I drifted, I dreamed. I felt my fatigue. I shook myself awake. Did I have my body still? I feared sleep. Yet I felt the need of it, the assembled body needed it, as it needed water. I sat up.

"Don't talk of dying," I said. "It's going to happen soon enough." I turned and looked down at her.

She looked composed, intelligent, all mind with angular collected limbs, quite incapable of the passion we'd just shared. I blurted out:

"I have no power to cure, not a disease this far advanced."

"Have I asked you?"

"You must want to know, you must wonder."

"I'll tell you why I didn't ask," she said, reaching up and playfully tugging at the hair on my chest. "I knew if you had the power, you would have helped me the moment you had the chance."

"You're right, you're absolutely right."

She closed her eyes, and tightened her lids. It was pain.

"What can I do?" I said.

"Nothing. I want these drugs to wear off. I want to die on my own."

"I'm ready to bring you anything I can," I said. I was shaken to the bone by the sight of her suffering, but it seemed to melt, and her face was waxen again and perfect.

"You talked about Esther, you said that you wanted to know-"

"Yes, why do you think your husband killed her?"

"I don't know!

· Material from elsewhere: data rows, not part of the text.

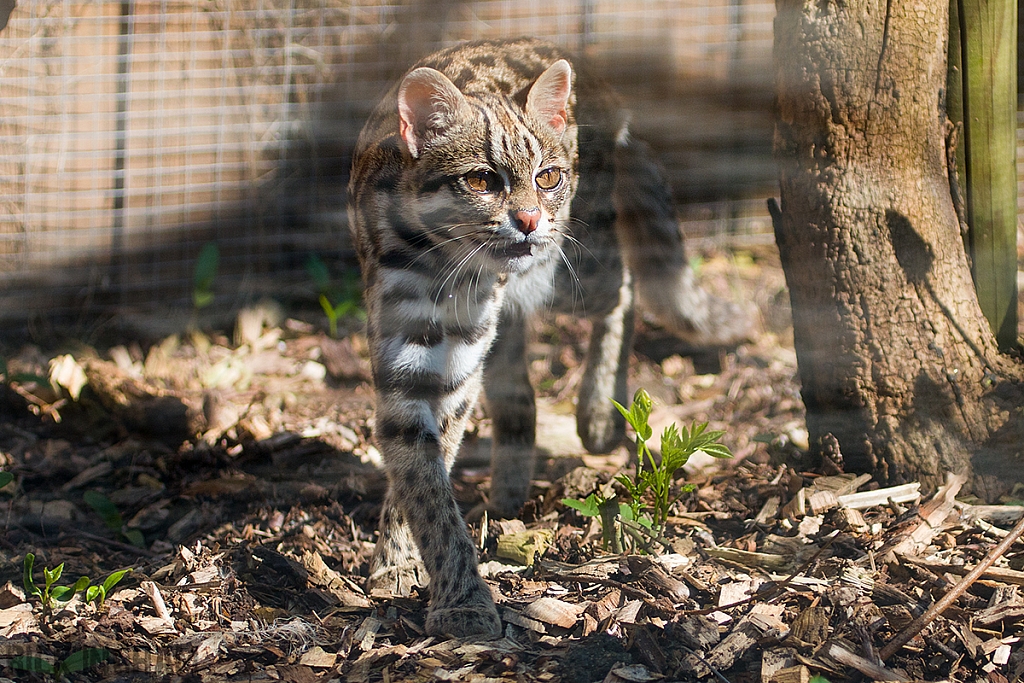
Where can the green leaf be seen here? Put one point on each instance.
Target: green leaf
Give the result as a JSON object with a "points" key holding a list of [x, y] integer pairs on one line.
{"points": [[84, 658], [52, 575], [206, 266], [115, 579], [717, 451], [104, 508], [61, 593], [27, 581], [29, 663]]}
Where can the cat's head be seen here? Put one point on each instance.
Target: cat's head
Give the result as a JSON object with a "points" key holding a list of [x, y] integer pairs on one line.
{"points": [[488, 177]]}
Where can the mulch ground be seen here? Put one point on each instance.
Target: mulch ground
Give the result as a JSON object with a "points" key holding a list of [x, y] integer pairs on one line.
{"points": [[237, 478]]}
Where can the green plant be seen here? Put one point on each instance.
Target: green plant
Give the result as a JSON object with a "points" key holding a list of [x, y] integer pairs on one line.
{"points": [[73, 664], [644, 515], [51, 595], [112, 517], [337, 300], [204, 274]]}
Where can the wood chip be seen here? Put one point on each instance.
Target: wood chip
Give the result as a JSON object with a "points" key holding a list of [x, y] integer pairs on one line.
{"points": [[697, 632], [367, 633], [865, 667], [822, 501], [903, 494], [523, 547], [317, 658], [798, 674], [775, 659], [515, 617], [554, 611]]}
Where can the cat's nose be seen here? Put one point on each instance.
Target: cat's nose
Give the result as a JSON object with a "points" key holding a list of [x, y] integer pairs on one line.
{"points": [[527, 219]]}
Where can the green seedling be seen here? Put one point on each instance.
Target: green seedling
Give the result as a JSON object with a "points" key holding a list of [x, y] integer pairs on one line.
{"points": [[112, 517], [73, 664], [336, 300], [52, 596], [204, 274], [645, 513]]}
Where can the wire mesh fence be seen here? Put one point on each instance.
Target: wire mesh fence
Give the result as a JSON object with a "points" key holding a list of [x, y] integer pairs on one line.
{"points": [[133, 132]]}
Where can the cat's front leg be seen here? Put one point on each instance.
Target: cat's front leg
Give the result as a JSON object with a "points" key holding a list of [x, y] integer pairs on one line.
{"points": [[461, 603]]}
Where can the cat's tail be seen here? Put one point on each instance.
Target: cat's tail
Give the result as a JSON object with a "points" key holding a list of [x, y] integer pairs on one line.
{"points": [[648, 232]]}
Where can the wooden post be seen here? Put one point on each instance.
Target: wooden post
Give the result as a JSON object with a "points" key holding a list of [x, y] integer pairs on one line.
{"points": [[988, 56]]}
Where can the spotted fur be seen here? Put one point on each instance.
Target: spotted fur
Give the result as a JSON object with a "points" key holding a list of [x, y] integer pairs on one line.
{"points": [[494, 180]]}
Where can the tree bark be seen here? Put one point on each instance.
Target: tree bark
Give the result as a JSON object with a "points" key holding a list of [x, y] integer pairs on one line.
{"points": [[895, 357]]}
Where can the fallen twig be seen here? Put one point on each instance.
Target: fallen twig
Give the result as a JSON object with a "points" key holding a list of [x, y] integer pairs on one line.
{"points": [[918, 625], [865, 667]]}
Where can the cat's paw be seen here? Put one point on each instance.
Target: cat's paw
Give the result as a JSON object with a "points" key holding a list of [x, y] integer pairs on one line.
{"points": [[477, 619], [398, 581]]}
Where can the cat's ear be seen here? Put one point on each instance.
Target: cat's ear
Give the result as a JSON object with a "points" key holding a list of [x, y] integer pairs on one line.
{"points": [[428, 105], [549, 96]]}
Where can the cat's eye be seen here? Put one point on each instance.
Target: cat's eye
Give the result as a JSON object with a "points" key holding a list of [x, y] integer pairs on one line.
{"points": [[549, 179], [484, 182]]}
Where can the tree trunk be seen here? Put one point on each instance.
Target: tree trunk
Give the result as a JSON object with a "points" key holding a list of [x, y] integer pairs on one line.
{"points": [[895, 356]]}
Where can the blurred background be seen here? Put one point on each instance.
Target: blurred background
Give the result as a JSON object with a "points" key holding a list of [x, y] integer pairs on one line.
{"points": [[135, 133]]}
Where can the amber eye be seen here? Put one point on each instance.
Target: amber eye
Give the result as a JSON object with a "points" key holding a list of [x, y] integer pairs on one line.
{"points": [[484, 182], [549, 179]]}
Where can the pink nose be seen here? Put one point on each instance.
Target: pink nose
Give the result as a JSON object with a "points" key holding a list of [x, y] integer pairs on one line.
{"points": [[527, 219]]}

That's just it. They quarreled but I don't know. I can't believe it was on account of the family. Esther and Gregory fought all the time. It was normal. I don't know."

"Tell me everything you remember about Esther and Gregory and this diamond necklace. You said she discovered his brother Nathan when she bought the necklace."

"She met Nathan in the diamond district. She could see his resemblance to Gregory and when she mentioned it, he confessed he was Gregory's identical twin."

"Ah, identical."

"But what could it all mean? He told her he was Gregory's twin. He told her to give Gregory his love. She was amazed. She liked him. She met the other Hasidim who work in the store with him. She liked good wishes. Gregory began to cry with relief. Gregory can cry on cue, and on camera. He went into how his people had cast him out. The Temple was everything to him, his meaning, his life.